She drew the Land Rover to a halt and they climbed out.

Jamie stood still and breathed in deeply; the scent of gorse, like coconut, the sea not far away, salt and iodine.

“Yes,” said Isabel, standing beside him. “The air.”

She looked at the hills and at the sea a few hundred yards away. Apart from the farmhouse, there was nothing to be seen of the works of man.

A figure appeared from the house and waved. They walked up the gently sloping grass field to meet the young man whom Lizzie introduced as her cousin Rob. There was a modesty about him which Isabel found immediately attractive, and she could see that Jamie warmed to him too. He was about the same age as, or very slightly younger than, Jamie.
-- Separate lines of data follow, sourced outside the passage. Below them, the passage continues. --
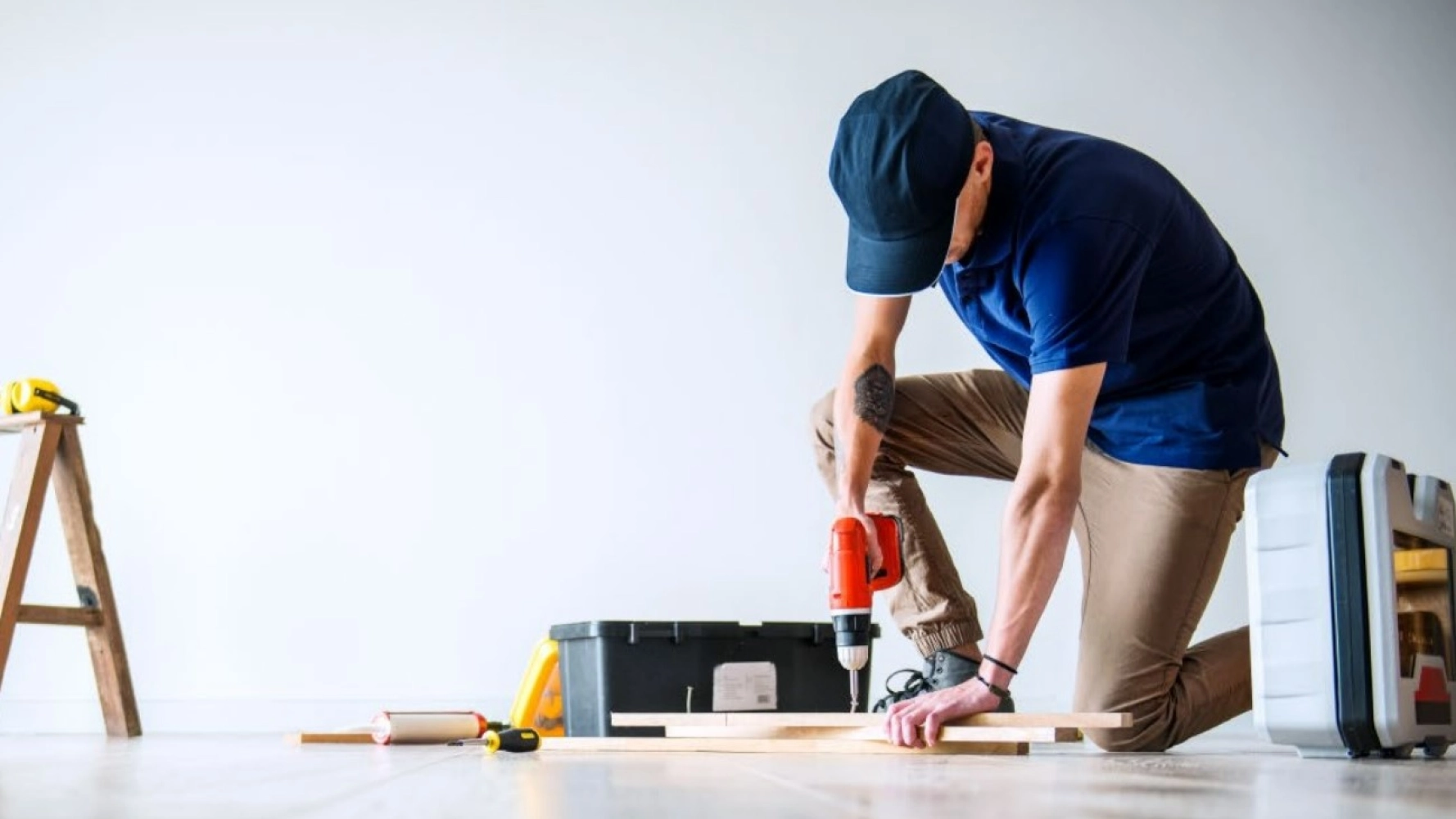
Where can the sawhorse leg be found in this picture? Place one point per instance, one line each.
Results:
(52, 454)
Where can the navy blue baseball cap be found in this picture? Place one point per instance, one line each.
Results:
(900, 159)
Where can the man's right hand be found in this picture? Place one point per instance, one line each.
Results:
(871, 541)
(864, 405)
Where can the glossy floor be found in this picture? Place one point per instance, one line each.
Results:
(264, 776)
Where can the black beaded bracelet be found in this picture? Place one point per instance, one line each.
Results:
(995, 690)
(995, 662)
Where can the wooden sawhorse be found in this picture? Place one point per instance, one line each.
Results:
(52, 450)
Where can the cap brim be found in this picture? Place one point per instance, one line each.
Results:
(898, 267)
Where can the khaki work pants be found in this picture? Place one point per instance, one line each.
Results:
(1152, 541)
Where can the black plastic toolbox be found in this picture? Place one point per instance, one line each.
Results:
(634, 667)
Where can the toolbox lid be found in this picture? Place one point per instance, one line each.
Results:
(634, 630)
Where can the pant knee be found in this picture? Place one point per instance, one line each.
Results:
(1151, 738)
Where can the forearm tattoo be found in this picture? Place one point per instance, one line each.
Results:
(875, 396)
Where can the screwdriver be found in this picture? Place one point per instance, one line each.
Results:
(510, 740)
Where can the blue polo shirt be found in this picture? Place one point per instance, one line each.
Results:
(1091, 251)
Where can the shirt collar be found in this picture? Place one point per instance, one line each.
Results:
(997, 229)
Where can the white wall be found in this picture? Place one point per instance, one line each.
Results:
(408, 330)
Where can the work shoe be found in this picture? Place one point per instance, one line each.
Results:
(943, 669)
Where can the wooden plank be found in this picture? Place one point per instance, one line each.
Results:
(60, 615)
(22, 422)
(950, 733)
(845, 720)
(118, 701)
(332, 738)
(20, 522)
(721, 745)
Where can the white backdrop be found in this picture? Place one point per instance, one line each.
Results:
(408, 330)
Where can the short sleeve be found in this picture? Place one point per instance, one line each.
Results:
(1079, 284)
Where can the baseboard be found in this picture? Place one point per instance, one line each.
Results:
(284, 716)
(226, 716)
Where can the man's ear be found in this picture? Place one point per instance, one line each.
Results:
(982, 161)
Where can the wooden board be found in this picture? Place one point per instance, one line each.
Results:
(950, 733)
(24, 420)
(60, 615)
(108, 650)
(20, 522)
(724, 745)
(332, 738)
(838, 720)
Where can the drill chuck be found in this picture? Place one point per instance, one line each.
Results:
(852, 639)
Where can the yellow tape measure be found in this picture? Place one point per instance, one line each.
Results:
(34, 396)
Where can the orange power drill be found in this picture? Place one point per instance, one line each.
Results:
(851, 587)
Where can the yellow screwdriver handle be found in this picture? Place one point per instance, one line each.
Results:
(513, 740)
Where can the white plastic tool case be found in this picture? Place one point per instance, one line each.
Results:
(1350, 607)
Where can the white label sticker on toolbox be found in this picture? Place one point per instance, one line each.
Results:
(746, 686)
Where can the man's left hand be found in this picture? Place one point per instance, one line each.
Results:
(916, 723)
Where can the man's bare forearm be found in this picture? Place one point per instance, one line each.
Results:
(862, 410)
(1034, 544)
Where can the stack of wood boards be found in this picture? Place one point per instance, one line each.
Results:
(836, 733)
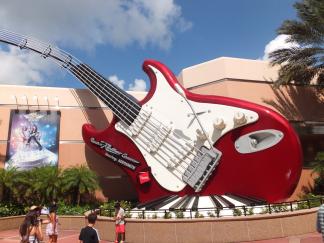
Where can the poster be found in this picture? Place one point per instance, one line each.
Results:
(33, 139)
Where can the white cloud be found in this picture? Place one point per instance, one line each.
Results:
(278, 43)
(22, 68)
(85, 24)
(119, 82)
(138, 85)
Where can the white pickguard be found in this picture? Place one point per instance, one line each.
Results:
(170, 108)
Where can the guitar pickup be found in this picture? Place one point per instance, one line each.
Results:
(201, 167)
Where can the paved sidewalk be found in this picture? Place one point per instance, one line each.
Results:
(65, 236)
(71, 236)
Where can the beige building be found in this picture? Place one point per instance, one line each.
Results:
(231, 77)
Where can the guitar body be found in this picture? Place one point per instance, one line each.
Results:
(270, 173)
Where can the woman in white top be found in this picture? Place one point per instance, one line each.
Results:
(31, 229)
(51, 228)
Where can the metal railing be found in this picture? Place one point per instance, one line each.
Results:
(217, 212)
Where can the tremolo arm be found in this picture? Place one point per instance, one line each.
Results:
(201, 167)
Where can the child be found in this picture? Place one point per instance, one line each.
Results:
(89, 234)
(120, 223)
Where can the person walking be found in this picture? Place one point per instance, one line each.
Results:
(120, 223)
(31, 229)
(52, 226)
(89, 234)
(320, 221)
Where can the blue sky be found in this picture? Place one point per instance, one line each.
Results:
(116, 36)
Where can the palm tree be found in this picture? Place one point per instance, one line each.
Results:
(318, 169)
(7, 183)
(77, 181)
(303, 62)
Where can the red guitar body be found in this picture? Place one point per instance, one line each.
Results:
(271, 174)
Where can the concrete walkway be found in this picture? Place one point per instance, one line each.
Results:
(71, 236)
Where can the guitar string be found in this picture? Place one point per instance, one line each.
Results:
(53, 48)
(176, 164)
(121, 119)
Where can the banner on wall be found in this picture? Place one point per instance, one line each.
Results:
(33, 139)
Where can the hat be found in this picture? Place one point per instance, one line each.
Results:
(32, 208)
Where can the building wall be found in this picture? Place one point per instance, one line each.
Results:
(251, 80)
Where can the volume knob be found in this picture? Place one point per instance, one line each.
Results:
(219, 124)
(200, 135)
(239, 119)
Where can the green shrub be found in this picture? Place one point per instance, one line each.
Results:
(198, 215)
(11, 210)
(237, 212)
(167, 215)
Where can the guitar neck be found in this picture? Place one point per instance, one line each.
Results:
(123, 105)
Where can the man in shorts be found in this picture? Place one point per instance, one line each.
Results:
(89, 234)
(120, 223)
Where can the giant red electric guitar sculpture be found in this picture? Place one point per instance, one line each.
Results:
(178, 142)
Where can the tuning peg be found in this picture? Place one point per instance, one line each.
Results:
(200, 135)
(239, 118)
(219, 124)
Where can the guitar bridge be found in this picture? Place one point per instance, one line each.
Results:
(201, 168)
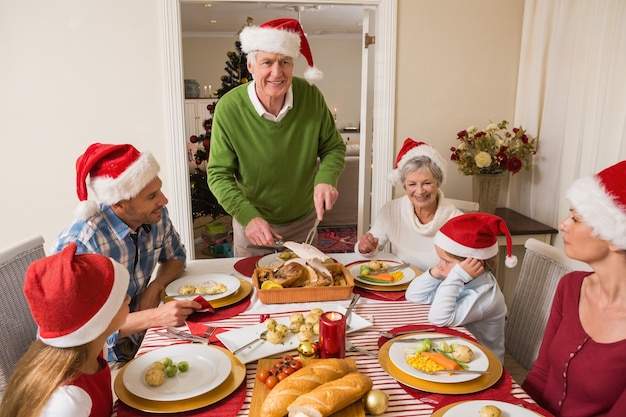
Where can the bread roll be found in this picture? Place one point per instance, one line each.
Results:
(331, 397)
(301, 382)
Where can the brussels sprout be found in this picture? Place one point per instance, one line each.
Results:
(183, 366)
(171, 370)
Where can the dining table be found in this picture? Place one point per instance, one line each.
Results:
(381, 311)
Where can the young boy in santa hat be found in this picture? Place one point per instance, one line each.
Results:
(77, 301)
(462, 288)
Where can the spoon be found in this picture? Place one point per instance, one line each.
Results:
(262, 336)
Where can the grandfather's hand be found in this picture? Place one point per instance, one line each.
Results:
(474, 267)
(324, 198)
(259, 232)
(368, 243)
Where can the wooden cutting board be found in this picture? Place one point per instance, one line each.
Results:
(260, 391)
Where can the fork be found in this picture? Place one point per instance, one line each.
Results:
(311, 235)
(390, 335)
(209, 331)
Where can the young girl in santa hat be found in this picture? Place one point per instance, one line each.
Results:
(77, 301)
(462, 288)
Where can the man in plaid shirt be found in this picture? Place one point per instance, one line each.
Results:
(131, 225)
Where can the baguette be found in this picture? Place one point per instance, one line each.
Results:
(331, 397)
(301, 382)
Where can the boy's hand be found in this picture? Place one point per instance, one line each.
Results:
(474, 267)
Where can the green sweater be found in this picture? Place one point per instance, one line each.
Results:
(258, 167)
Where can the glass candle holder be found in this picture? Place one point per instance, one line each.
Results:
(332, 341)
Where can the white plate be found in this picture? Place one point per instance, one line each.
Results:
(232, 285)
(409, 274)
(270, 261)
(239, 337)
(398, 356)
(208, 368)
(471, 408)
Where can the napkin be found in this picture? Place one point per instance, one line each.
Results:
(380, 295)
(227, 407)
(246, 266)
(220, 313)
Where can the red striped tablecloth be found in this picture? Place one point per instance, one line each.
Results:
(385, 315)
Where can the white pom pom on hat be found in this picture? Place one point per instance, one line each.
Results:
(601, 202)
(116, 173)
(475, 235)
(281, 36)
(411, 149)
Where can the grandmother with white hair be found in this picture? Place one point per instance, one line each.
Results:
(266, 139)
(580, 369)
(409, 223)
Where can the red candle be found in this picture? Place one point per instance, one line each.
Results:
(332, 343)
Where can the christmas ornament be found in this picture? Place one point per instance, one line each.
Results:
(307, 349)
(376, 402)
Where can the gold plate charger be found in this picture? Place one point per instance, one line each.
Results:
(230, 283)
(472, 407)
(232, 382)
(354, 267)
(245, 288)
(468, 387)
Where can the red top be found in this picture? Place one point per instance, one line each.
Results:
(573, 375)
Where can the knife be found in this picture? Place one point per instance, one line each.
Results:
(417, 340)
(390, 269)
(185, 336)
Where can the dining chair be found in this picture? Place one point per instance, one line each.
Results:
(542, 268)
(464, 205)
(17, 326)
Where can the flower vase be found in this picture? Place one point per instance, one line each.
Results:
(485, 191)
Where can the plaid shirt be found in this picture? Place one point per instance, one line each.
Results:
(107, 234)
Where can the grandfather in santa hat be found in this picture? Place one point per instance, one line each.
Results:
(128, 221)
(266, 139)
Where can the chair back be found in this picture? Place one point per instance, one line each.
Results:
(17, 327)
(464, 205)
(542, 268)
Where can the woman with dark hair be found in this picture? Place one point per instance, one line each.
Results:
(580, 370)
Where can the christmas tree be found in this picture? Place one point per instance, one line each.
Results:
(203, 202)
(236, 67)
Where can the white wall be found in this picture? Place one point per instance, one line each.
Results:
(72, 73)
(76, 72)
(457, 67)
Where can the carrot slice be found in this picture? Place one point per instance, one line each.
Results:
(442, 360)
(380, 277)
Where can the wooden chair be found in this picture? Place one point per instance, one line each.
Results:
(464, 205)
(542, 268)
(17, 326)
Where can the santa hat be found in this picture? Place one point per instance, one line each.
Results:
(281, 36)
(411, 149)
(73, 298)
(116, 173)
(475, 235)
(601, 202)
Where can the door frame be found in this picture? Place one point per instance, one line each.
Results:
(383, 117)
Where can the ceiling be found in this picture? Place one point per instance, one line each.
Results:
(230, 17)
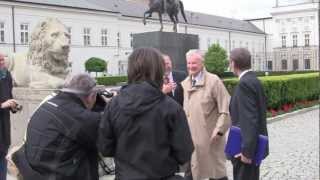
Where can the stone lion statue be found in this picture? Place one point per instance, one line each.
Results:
(46, 63)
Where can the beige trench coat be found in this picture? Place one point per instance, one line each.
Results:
(207, 108)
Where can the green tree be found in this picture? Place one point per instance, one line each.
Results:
(216, 59)
(96, 65)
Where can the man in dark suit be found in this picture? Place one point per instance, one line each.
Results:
(172, 84)
(248, 111)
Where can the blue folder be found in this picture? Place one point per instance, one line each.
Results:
(233, 146)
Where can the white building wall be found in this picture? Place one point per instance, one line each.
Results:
(114, 23)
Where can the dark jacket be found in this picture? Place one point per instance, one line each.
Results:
(248, 111)
(178, 77)
(147, 133)
(5, 94)
(61, 142)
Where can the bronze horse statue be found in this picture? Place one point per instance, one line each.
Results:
(171, 7)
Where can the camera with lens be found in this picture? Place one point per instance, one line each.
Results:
(105, 93)
(103, 96)
(17, 108)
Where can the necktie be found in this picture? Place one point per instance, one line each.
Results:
(193, 82)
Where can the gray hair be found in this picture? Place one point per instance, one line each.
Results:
(81, 84)
(192, 52)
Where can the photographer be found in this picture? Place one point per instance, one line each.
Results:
(143, 129)
(61, 135)
(7, 103)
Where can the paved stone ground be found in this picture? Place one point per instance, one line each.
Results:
(294, 149)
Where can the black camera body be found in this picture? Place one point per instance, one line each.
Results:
(17, 108)
(101, 103)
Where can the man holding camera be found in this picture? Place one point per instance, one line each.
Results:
(7, 103)
(61, 135)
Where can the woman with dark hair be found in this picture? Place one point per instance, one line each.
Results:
(142, 128)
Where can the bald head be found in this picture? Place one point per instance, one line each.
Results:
(241, 58)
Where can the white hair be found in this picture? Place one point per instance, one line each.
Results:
(192, 52)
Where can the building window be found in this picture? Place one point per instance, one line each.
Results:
(131, 39)
(104, 37)
(269, 65)
(284, 65)
(24, 29)
(226, 44)
(1, 32)
(86, 37)
(118, 39)
(123, 66)
(283, 40)
(69, 31)
(306, 40)
(208, 43)
(295, 40)
(307, 64)
(295, 64)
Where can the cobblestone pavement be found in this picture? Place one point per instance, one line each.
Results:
(294, 149)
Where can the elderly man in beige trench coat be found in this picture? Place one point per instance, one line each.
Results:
(206, 103)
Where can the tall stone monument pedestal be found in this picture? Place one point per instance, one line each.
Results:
(174, 44)
(29, 99)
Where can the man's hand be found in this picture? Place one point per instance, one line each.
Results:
(243, 158)
(10, 103)
(168, 87)
(215, 136)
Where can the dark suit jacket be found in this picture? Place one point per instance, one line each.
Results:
(248, 111)
(178, 77)
(5, 94)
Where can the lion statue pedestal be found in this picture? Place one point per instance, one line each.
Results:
(30, 100)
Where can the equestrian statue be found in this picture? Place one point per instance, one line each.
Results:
(171, 7)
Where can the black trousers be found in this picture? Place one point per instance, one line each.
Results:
(242, 171)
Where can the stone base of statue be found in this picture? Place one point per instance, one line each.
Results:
(29, 99)
(176, 45)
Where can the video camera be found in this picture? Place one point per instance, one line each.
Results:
(103, 96)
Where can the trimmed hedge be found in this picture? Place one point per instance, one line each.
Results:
(111, 80)
(285, 89)
(280, 90)
(271, 73)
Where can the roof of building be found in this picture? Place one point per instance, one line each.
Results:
(133, 9)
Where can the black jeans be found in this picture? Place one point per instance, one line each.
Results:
(243, 171)
(3, 167)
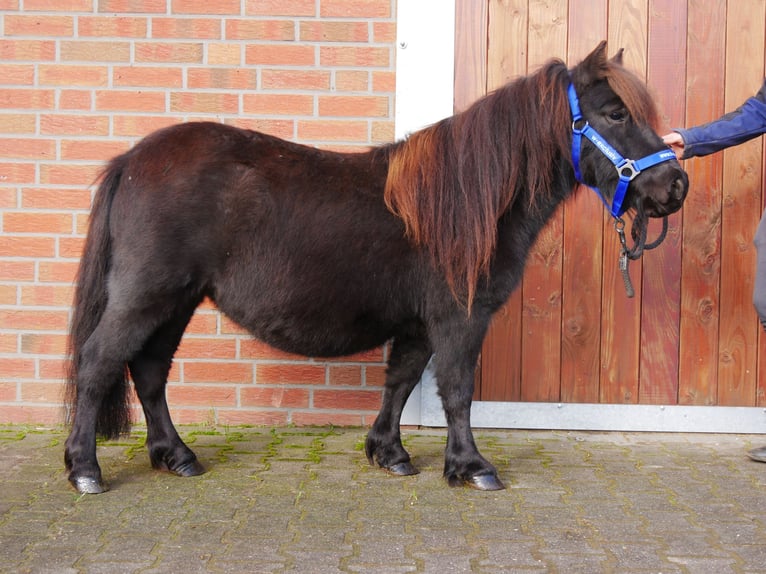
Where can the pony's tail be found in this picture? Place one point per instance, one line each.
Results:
(90, 299)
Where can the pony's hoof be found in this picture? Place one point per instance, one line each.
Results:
(88, 485)
(191, 468)
(402, 469)
(485, 482)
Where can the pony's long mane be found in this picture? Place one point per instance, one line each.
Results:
(451, 182)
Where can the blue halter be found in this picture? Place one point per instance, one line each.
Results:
(627, 169)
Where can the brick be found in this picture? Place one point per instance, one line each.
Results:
(75, 100)
(278, 104)
(11, 123)
(26, 414)
(22, 271)
(255, 349)
(222, 7)
(164, 52)
(224, 54)
(279, 397)
(112, 26)
(290, 374)
(352, 81)
(277, 127)
(71, 247)
(17, 74)
(384, 32)
(8, 296)
(348, 400)
(214, 103)
(27, 148)
(19, 173)
(9, 343)
(133, 6)
(147, 77)
(191, 28)
(8, 392)
(60, 5)
(69, 174)
(139, 126)
(279, 55)
(217, 372)
(35, 99)
(383, 81)
(201, 395)
(350, 106)
(345, 375)
(57, 271)
(249, 29)
(36, 222)
(53, 369)
(324, 31)
(74, 124)
(38, 25)
(295, 79)
(217, 78)
(25, 246)
(68, 75)
(134, 101)
(31, 320)
(91, 149)
(41, 392)
(280, 8)
(375, 375)
(8, 197)
(355, 9)
(207, 348)
(44, 344)
(28, 50)
(96, 51)
(47, 295)
(332, 130)
(251, 417)
(355, 56)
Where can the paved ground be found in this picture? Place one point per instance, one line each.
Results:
(305, 500)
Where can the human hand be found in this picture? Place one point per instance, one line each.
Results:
(675, 142)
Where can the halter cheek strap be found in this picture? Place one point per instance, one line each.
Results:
(627, 169)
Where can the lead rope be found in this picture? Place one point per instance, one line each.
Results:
(638, 233)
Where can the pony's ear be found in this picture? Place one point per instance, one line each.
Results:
(594, 66)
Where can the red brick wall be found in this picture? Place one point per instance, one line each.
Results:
(82, 80)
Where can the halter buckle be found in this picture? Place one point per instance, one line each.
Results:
(628, 170)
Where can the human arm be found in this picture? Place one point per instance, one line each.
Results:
(744, 123)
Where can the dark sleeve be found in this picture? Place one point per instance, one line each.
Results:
(744, 123)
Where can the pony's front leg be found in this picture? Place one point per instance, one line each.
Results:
(455, 365)
(410, 354)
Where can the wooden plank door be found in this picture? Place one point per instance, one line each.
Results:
(690, 335)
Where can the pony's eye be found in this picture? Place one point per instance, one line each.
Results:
(618, 116)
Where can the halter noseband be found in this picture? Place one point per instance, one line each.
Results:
(627, 169)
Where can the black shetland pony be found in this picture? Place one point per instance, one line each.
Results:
(328, 254)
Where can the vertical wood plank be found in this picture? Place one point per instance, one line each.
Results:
(741, 210)
(658, 382)
(621, 316)
(541, 307)
(501, 352)
(701, 265)
(583, 244)
(470, 51)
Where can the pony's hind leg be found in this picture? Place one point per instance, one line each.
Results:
(410, 354)
(149, 370)
(101, 406)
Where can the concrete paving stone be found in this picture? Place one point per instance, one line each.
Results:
(305, 500)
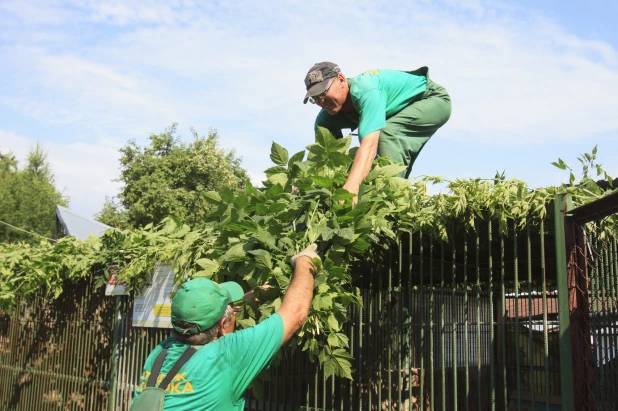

They went inside, into a simple, functional kitchen of the sort which was to be found everywhere in rural Scotland—

a room for eating in, sitting about in, doing farming business in—the heart of the house. Rob made them a cup of coffee, boiling the water on the hissing gas ring. He and Jamie established immediately and easily, as happens in Scotland, the mutual friends, the points of contact, while Isabel and Lizzie entertained Charlie, who had discovered a button on his romper suit and was fascinated by the discovery. Then, when they had finished, Rob offered to show them round the house.

“I’ll show you the room where he wrote 1984, ” he said.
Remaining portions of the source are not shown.